Cette année, c’est autre chose: le cliché est à la mode, ou plutôt la chasse aux clichés. C’est contre le cliché d’une Salomé sensuelle et aguicheuse qu’Andrea Breth donne à voir sa Salomé désemparée, contre le cliché d’une lecture religieuse de Moïse et Pharaon que Tobias Kratzer en propose une lecture politique.
À cliché, cliché et demi
La Salomé de Breth trouve refuge dans MeToo, lieu commun car lieux pour toutes, mais lieu commun aussi du discours contemporain.
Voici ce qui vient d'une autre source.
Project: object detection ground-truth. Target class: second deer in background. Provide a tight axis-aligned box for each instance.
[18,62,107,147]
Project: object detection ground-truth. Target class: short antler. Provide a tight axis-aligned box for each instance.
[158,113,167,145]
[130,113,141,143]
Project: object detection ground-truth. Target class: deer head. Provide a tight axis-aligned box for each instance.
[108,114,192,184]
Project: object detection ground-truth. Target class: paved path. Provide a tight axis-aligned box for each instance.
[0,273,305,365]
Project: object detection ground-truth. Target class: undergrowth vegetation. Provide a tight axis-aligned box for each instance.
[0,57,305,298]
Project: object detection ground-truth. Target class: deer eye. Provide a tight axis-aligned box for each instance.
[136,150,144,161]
Et que dire du parti pris de représenter les Hébreux en migrants exilés en Méditerranée, de leur donner l’allure de ceux et celles que nous ne connaissons souvent que par des clichés photographiques et/ou artistiques? J’ai honte, pour moi, pour d’autres, de ce monde où nous savons si bien et si communément les représenter et si mal les secourir. Pour un accueil de merde, c’est un accueil de merde. Mais en beauté, la merde. Quant à la politique dont se réclame le même Kratzer, Diane Scott a montré qu’elle est par excellence le cliché avec lequel se débat le théâtre contemporain.
Sur-cliché
Pour nous défaire d’un cliché n’avons-nous que des sur-clichés?
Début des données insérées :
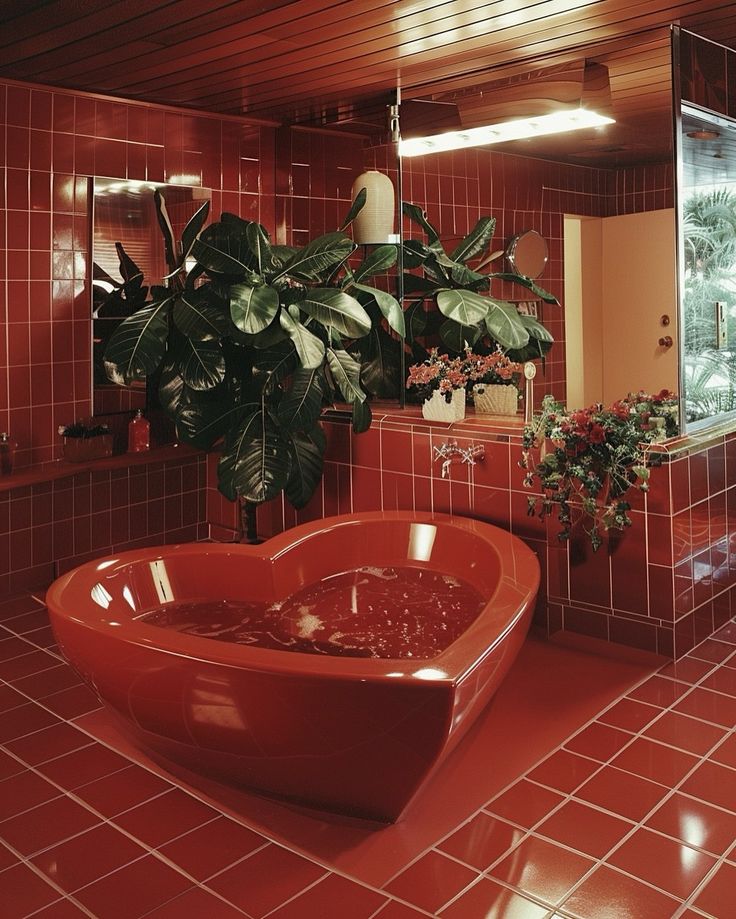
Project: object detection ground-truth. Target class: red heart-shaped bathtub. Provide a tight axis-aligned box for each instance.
[47,511,539,821]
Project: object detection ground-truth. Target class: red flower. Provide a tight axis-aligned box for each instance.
[588,422,606,444]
Kratzer est plus malin que cela, qui combat son sur-cliché à l’aide de contre-clichés: à un art littéralement et platement politique, il oppose la gratuité spectaculaire de l’opéra de Rossini (son intermède dansé juste pour le plaisir, sa tempête-morceau de bravoure, sa traversée de la mer rouge à grands renforts d’effets scéniques) qui interroge sans mot d’ordre et la vanité de l’art et la vanité de l’action.
Contre-cliché
Et, à propos de spectaculaire, voici qu’il contre le cliché photographique des migrants morts en Méditerranée en noyant dans la Mer Rouge, à l’aide d’une vidéo et de figurants-sachant-nager, non pas les Hébreux migrants mais les Égyptiens pharaonesques transformés pour l’occasion en executive men and women, techno capitalistes en chemises blanches, escarpins et sac croco du Nil greenwashé.
La contre-image est inédite, belle, satisfaisante, utopique. Elle prend à rebrousse-poil le public du festival d’Aix, riche, forcément riche, du moins aux places d’honneur, et le fonctionnement hyperboliquement néoliberal d’un festival qui a inventé cette année l’horrifique concept de « Grande mécène d’exception » (s’est-elle aussi noyée dans la Mer Rouge, la grande d’exception?), qui ne cesse, sur ses affiches et autres panneaux lumineux, de dire merci à ses mécènes, un peu à la manière dont Macron dit merci à la même période aux pompiers qui éteignent le feu pour pas cher – dans les deux cas, ça donne et l’État ne paie rien.
Lieu commun
Le cliché enfin vaincu est à terre et demande grâce? Pas bien sûr…Car prendre son public à rebrousse-poil, c’est ce que fait le théâtre depuis Les Perses d’Eschyle au moins… Égratigner la salle mais ne pas la blesser car, après tout, elle paie, c’est même le b.a. ba de la mise en scène. Kratzer fait s’installer les Hébreux exilés dans la salle pendant qu’il noie les Egyptiens corporate. Cela ne dérange personne. Et sans doute aurais-je préféré que des exilés, des vrais, s’installent pour l’occuper dans le théâtre de l’Archevêché avec, de gré ou de force, la bénédiction financière de tous ces mécènes (merci, quand on aime on ne compte pas), qu’ils s’installent dans ce théâtre, y assistent avec nous, ou pas, à l’histoire des Hébreux et de Pharaon, y travaillent s’illes veulent mais pas gratuitement, un salaire valant bien des merci: l’opéra exige beaucoup de main d’œuvre et je ne doute pas qu’elle manque.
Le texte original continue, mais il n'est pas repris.